Photo : Simona Pampallona / NETFLIX

Adriano Tardiolo, qui joue le personnage principal adolescent dans le film d'Alice RohrwacherHeureux comme Lazzaro, a une présence amusante et peu affirmée : il est juste, regardant avec des yeux immenses avec émerveillement… tout. Avec ses traits doux et arrondis, Tardiolo suggère une version rustique et plus costaude du Frodon au visage de bébé d'Elijah Wood, sauf qu'il n'est pas un bavard et qu'il ne semble pas avoir d'autre mission que d'être utile. Lazzaro est content, d'accord, mais est-ce qu'ildans le videheureux? Est-il censé être une figure allégorique – un saint simplet ? Une partie du plaisir du film – et c'est amusant, une fois que vous vous êtes adapté à ses rythmes ininsistants – réside dans la façon dont il vous oblige à partager l'exubérance de Lazarro.

Heureux comme Lazzaroouvre dans quelques cinémas le jour même de sa première sur Netflix – ce qui, je suis triste de le dire, n'est pas la façon idéale de le voir. Les films les plus diffusés à la télévision ontinsistantrythmes, alors que cela demande de s'installer et de se laisser envelopper par ses décors. L'endroit est un village italien isolé appelé Inviolata, mais la période de la première moitié du film n'est pas claire – cela pourrait être n'importe quand au cours des 50 dernières années. Inviolata est en effet inviolable, hormis un loup qui fait des raids périodiques sur la volaille et devient de plus en plus symbolique. Un peu moins de 50 personnes (adultes et enfants) cueillent du tabac et dorment dans deux immeubles bondés, leur routine interrompue seulement par la visite d'un petit homme rude qui évalue sévèrement leur productivité, et de leur employeur, « la marquise » (Nicoletta Braschi). , qui arrive dans le manoir familial avec son grand fils maigre et blond blanc, Tancredi (Luca Chikovani).
Tancredi est aussi maussade et agité que Lazarro est ancré, et les adolescents forment un lien qui se compose en grande partie des projets d'éclosion du garçon riche et du pauvre garçon qui l'écoute et trotte derrière lui, de haut en bas des collines desséchées de couleur lin.

OMSsonttous ces métayers avec leurs rituels de cour paysannes du XIXe siècle et aucun lien évident avec le monde extérieur ? Et pourquoi obéissent-ils alors que les subordonnés de la marquise leur disent qu'ils ne peuvent pas quitter Inviolata ? Sont-ils des esclaves ? Les réponses arrivent au cours de la deuxième heure, très différente, mais le cœur deHeureux comme Lazaroest dans ces collines.
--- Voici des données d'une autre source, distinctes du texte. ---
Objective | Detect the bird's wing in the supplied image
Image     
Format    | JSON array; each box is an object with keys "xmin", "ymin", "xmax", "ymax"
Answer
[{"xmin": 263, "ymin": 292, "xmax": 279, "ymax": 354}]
Rohrwacher et sa directrice de la photographie, Hélène Louvart, cachent leur art, comme le font les bons néoréalistes. Le paysage est accidenté, inégal, le sol aride s'élevant jusqu'à de grands rochers veinés sur lesquels Tancredi contemple son royaume particulier. À un moment donné, il engage Lazarro dans un complot visant à soutirer de l'argent à la marquise en simulant un enlèvement, mais rien ne se passe comme prévu et le film plonge soudainement et très longtemps dans le fantastique. Le film est en effet une allégorie, mais aussi une satire de barbelés avec une vision d'un capitalisme aussi sec que ces collines.
Les riches exploitent les pauvres. Les pauvres, leur innocence brisée, arnaquent les riches. Le monde est déséquilibré. Le seul équilibre est face à Lazzaro.

Je mentirais si je disais que j'ai compris tout le symbolisme, en particulier le loup et sa connexion télépathique avec le protagoniste. Mais la seconde moitié deHeureux comme Lazzaro– situé dans une ville froide et indescriptible – est plein de zigzags et de zags animés. Alba Rohrwacher (la sœur du réalisateur) incarne Antonia, la jeune fille du village qui protège Lazzaro jusqu'à ce que la honte de son nouveau gagne-pain la submerge. Tommaso Ragno est le Tancredi d'âge moyen, son corps rempli de paresse et de dissipation. Mais Lazzaro, étant Lazzaro, accepte ce Tancredi tel qu'il est, reprenant la cause de Tancredi dans un point culminant si violent et si abrupt qu'il n'en satisfera que peu – mais ne ruine pas le film dans son ensemble. Dans la finale, nous réfléchissons encore à la nature du petit sourire béat de Lazzaro alors qu'il regarde dans le vide. Pour une raison quelconque, il aime ce qu'il voit.